The federal health law introduced a beneficial resource for consumers with the health insurance marketplace. Because of this cost-effective addition to the individual market, uninsured Americans now have more options than gambling with their health or moving to a state with a public health insurance program.
Additionally, those who have employer coverage but can’t afford it also have more choices on the health insurance exchange. However, the law defines what’s affordable, rather than allowing employees to freely opt-out of their group health plans.
The cost of group health insurance has been rising over the years with medical inflation, health reform taxes, and general insurance inflation. Under health reform, employer-sponsored plans can no longer increase the group’s overall premiums based on health status, which also caused rates to increase.
If you work for a company that offers coverage, you may find now that the lack of medical underwriting in the individual market makes group coverage less valuable — especially if the group premium is higher than what you would pay for your own plan.
As health status, gender, occupation and other factors aren’t considered when you apply for individual coverage, it’s much less intimidating to apply for a plan on or off the exchange. Many workers could still get stuck with premiums they can’t afford either way, but the Affordable Care Act includes a provision intending to help those with less than minimum value.
Minimum Value Requirements
Although the requirement for employers to offer coverage has yet to kick in, the same rules apply for workers applying for insurance on the marketplace. The ACA established this standard for the most basic plan, and it’s demonstrated similarlyon the bronze level of the exchange for individual plans.
- 60 percent actuarial value
- Maximum out of pocket: $6,350 single, $12,700 family
- Employees spend less than 9.5% of their wages on coverage (group plans only)
Minimum value under the health law means the plan sponsor covers at least 60 percent of total estimated costs for the year. If the plan falls short of this requirement, employees are eligible for subsidies on the marketplace.
If the plan sponsor, either the employer or insurer, pays 60 percent or more for each worker’s policy, they:
- Meet the guidelines for the ACA’s Employer Mandate
- Disqualify workers from receiving tax credits, regardless of income
The health law also defines group plans as unaffordable if they exceed 9.5 percent of the employee’s W-2 income.
Federal law required all employers covered by the Fair Labor Standards Act to inform workers of their new coverage options by October 1, 2013, when the marketplace opened, in a written notice. However, there was no penalty for failing to provide the notice. The U.S. Department of Labor provided model notices for employers who provide coverage and those who do not.
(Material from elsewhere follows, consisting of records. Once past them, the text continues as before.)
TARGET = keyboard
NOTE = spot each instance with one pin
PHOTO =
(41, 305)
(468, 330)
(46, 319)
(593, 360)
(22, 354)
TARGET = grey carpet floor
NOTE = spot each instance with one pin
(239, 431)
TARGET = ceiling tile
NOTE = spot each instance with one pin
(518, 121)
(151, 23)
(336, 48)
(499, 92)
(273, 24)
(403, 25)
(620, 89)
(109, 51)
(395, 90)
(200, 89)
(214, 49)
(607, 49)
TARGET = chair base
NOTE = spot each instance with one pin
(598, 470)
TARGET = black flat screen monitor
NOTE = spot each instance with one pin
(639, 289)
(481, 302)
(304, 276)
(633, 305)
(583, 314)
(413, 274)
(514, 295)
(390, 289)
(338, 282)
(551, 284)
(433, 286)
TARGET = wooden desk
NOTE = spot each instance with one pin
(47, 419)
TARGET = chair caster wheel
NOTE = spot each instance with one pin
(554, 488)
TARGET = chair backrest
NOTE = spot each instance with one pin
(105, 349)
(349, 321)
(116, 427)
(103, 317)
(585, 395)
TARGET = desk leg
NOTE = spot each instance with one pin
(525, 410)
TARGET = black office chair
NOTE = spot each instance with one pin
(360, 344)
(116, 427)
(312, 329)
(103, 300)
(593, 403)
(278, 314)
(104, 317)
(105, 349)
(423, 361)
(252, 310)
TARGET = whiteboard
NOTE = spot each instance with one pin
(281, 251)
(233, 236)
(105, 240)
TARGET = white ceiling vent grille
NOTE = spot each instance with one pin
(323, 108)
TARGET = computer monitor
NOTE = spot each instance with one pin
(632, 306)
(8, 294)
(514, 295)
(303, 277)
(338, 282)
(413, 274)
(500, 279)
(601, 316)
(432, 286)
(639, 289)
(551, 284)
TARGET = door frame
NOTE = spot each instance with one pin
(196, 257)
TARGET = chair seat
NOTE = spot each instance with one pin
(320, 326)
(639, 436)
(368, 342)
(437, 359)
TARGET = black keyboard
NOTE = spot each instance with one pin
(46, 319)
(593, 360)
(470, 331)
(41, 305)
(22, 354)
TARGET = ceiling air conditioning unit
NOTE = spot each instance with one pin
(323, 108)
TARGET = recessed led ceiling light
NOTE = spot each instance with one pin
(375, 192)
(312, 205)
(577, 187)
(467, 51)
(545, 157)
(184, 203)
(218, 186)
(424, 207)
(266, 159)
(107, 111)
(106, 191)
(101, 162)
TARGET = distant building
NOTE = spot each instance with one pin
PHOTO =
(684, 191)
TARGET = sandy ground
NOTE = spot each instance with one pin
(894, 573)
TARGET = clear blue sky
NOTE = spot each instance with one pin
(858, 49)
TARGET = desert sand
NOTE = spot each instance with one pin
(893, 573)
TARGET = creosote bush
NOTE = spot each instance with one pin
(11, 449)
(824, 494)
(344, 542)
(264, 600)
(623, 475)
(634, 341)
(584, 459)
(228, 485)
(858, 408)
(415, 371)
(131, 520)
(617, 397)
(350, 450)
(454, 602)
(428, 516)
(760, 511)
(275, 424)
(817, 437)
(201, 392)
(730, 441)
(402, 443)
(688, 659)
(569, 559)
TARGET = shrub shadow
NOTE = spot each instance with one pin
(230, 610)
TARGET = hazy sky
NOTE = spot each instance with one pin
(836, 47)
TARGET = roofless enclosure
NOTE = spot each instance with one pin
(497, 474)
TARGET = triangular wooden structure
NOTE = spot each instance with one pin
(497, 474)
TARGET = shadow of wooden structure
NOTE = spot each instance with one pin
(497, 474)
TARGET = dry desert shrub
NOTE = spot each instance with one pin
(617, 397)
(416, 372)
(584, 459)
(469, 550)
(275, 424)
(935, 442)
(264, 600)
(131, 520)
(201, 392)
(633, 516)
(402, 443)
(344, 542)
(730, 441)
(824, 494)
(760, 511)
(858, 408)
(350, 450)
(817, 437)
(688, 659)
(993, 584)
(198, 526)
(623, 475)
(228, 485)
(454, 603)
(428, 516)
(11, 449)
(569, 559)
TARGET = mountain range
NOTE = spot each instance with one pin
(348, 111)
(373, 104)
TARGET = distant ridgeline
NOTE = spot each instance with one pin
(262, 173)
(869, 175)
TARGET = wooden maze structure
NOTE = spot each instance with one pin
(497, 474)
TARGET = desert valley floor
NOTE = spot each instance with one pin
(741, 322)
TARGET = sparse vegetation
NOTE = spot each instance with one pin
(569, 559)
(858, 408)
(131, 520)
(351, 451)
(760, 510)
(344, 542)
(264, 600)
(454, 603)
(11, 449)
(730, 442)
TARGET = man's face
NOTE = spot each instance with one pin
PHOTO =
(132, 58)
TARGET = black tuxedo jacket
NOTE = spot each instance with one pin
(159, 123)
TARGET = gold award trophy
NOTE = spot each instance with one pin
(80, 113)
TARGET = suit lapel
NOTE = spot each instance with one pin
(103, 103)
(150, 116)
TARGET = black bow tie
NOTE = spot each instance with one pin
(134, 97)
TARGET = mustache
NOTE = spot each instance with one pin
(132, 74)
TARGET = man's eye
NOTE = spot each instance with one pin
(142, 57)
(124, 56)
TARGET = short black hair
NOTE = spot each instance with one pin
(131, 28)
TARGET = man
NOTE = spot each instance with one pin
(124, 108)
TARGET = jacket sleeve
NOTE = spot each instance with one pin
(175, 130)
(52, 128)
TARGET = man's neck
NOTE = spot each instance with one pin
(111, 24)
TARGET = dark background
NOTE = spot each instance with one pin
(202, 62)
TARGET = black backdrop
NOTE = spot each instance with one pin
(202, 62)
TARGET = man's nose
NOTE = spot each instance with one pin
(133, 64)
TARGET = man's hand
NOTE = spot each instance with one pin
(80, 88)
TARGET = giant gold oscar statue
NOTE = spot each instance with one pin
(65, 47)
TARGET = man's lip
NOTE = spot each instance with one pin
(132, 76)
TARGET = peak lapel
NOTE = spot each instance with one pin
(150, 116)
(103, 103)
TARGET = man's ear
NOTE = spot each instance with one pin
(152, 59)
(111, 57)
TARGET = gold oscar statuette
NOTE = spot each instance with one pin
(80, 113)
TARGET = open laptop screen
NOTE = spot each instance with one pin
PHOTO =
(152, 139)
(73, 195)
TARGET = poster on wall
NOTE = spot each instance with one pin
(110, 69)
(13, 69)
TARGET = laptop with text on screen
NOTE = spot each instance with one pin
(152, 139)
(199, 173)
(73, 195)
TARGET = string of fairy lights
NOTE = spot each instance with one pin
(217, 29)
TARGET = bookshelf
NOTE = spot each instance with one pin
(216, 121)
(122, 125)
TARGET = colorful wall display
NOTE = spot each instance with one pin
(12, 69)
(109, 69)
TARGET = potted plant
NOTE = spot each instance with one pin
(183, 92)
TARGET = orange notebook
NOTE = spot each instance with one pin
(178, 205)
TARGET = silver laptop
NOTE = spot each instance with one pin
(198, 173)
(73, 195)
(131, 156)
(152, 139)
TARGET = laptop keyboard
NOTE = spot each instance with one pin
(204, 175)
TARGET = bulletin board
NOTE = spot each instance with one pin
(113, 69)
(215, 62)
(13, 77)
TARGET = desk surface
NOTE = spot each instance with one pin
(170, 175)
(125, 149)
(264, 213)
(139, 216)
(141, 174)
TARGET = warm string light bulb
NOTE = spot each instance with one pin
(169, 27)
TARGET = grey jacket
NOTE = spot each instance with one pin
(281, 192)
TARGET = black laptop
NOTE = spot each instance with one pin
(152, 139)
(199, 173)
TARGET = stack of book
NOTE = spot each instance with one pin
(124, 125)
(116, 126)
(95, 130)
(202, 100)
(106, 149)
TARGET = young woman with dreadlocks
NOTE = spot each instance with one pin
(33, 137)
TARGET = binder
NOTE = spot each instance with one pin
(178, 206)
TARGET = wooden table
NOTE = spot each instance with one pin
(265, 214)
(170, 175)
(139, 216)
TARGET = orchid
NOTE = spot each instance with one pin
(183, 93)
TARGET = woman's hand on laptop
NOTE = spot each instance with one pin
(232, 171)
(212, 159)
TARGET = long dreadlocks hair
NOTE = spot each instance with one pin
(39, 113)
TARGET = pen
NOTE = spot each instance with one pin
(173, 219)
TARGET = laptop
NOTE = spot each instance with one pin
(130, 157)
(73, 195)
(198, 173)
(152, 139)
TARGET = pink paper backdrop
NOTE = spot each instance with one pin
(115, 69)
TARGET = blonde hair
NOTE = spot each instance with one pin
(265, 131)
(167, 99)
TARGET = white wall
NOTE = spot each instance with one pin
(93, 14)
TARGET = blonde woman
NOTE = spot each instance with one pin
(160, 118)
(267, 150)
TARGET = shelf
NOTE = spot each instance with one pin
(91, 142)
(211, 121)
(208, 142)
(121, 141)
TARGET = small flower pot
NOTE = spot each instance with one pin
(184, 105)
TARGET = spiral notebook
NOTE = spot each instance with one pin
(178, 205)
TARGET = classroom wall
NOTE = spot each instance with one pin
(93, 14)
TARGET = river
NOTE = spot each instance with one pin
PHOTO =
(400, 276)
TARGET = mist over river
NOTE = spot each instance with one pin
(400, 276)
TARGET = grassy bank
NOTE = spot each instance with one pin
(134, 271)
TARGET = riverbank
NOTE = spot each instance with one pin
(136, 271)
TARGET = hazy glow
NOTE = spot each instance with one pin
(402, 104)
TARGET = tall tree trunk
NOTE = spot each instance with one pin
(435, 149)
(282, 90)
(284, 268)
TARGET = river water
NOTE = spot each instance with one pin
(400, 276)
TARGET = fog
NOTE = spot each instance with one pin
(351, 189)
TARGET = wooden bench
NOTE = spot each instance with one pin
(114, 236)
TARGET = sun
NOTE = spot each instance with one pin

The notices had to state that depending on their income and what insurance is available to them, workers may qualify for reduced-cost coverage on the exchange. It also had to be explained that if an employee did enroll in the marketplace, they would lose their employer’s premium contribution, if any.
For some workers, the exchanges are less expensive than a group plan with an employer contribution — even if the plan does meet minimum value guidelines.
- Model Notice for employers who offer a health plan
- Model Notice for employers who do not offer a health plan
If your employer does not offer coverage or if you’re self-employed, you may be eligible for subsidies on the marketplace depending on how much you earn.